Consumer Credit: Cars, Cards and College
June 7, 2016
Bottom Line: Consumer credit increased by $14.4B, moderately below market expectations. The year-over-year rate of growth, though, fell only slightly to 6.2%. Revolving debt increased for the 5th time in the last 6 months and has risen moderately over the past year. Meanwhile, non-revolving debt rose sharply with about one-third of this increase being student loans. The consumer debt-to-disposable income ratio (ex-student loans) had declined from a peak of 23.4% in April 2004 to a trough of 17.7% in December 2012 as households deleveraged. The current reading is modestly higher at 18.9%. Consumer Credit ROSE by $13.4 billion in April, compared with market expectations for an increase of $18.0 billion. Additionally, the prior month was revised lower from $29.7 billion to $28.4 billion. Over the past year, consumer credit has increased by $211.3 billion or 6.2%. Revolving Credit, including credit cards, ROSE by $1.7 billion.

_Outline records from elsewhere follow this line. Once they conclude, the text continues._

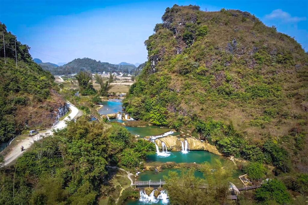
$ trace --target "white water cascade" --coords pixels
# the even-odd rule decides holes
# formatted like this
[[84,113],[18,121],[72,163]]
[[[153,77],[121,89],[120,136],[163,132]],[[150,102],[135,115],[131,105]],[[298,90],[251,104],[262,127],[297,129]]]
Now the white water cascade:
[[190,150],[189,149],[189,144],[188,144],[188,142],[186,140],[185,140],[185,151],[188,152]]
[[164,142],[162,142],[161,143],[161,148],[163,149],[163,152],[164,152],[164,147],[165,148],[166,148],[166,152],[167,152],[168,150],[167,150],[167,146],[166,146],[166,144]]
[[154,136],[151,136],[150,137],[150,138],[151,140],[156,140],[156,139],[158,139],[159,138],[160,138],[161,137],[165,137],[166,136],[168,136],[168,135],[172,135],[172,134],[174,133],[174,132],[173,131],[168,131],[160,135],[155,135]]
[[182,144],[182,153],[183,154],[187,154],[188,153],[187,150],[189,149],[189,148],[188,148],[189,145],[188,144],[188,142],[187,142],[187,140],[185,140],[185,145],[184,145],[184,143],[183,143],[182,141],[181,141],[181,143]]
[[116,119],[118,120],[122,119],[122,114],[121,113],[118,113],[117,114]]
[[163,204],[167,204],[169,202],[169,197],[168,194],[165,190],[163,190],[160,192],[160,194],[158,195],[157,198],[156,198],[154,196],[154,190],[152,191],[149,196],[145,193],[144,190],[140,190],[140,198],[139,199],[139,201],[144,203],[157,203],[159,201],[160,199],[161,200],[161,202]]
[[[164,152],[163,148],[163,152],[160,152],[159,151],[159,148],[158,148],[158,146],[157,145],[156,143],[154,142],[154,143],[155,143],[155,146],[156,147],[156,154],[157,154],[158,156],[160,156],[163,157],[168,157],[170,156],[170,154],[169,153],[168,153],[167,152]],[[166,146],[165,145],[165,146]],[[166,150],[167,149],[167,147],[166,147]]]

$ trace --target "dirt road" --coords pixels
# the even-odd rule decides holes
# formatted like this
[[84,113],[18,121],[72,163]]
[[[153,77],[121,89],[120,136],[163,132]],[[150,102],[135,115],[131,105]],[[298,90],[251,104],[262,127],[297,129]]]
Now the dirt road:
[[[52,135],[54,130],[57,129],[62,129],[66,126],[65,121],[68,120],[70,117],[72,119],[76,116],[78,113],[79,110],[71,104],[69,102],[67,102],[67,106],[72,111],[68,116],[65,117],[62,120],[59,121],[51,129],[40,131],[40,133],[33,137],[29,136],[26,138],[21,140],[20,142],[13,148],[10,151],[4,156],[4,160],[5,161],[4,165],[6,166],[14,161],[17,158],[21,156],[25,151],[26,151],[31,147],[34,141],[37,140],[41,137],[47,136]],[[24,149],[25,150],[21,152],[20,147],[22,146],[23,146]]]

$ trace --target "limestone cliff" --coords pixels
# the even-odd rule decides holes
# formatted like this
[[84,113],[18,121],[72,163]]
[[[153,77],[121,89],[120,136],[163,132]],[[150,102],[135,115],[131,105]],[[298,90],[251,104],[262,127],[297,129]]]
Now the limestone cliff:
[[187,140],[191,150],[205,150],[219,155],[222,155],[215,146],[210,144],[205,141],[201,141],[192,137],[184,138],[180,136],[169,136],[155,140],[155,142],[160,148],[161,148],[162,142],[166,144],[168,150],[180,151],[182,150],[182,143],[185,140]]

Over the past year, revolving credit has increased by $49.4 billion or 5.5%. Revolving debt is now close to its August 2009 levels but still 6.8% below its July 2008 peak. Non-Revolving Credit, including auto and education loans, ROSE by $11.7 billion. Over the past year, non-revolving credit has increased by $161.9 billion or 6.5%. Of this amount, $99.6 billion, or 61.5%, appears to be due to increases in student loans held by the federal government. Non-revolving debt had been climbing fairly rapidly since mid-2010 but is now increasing moderately over the past year.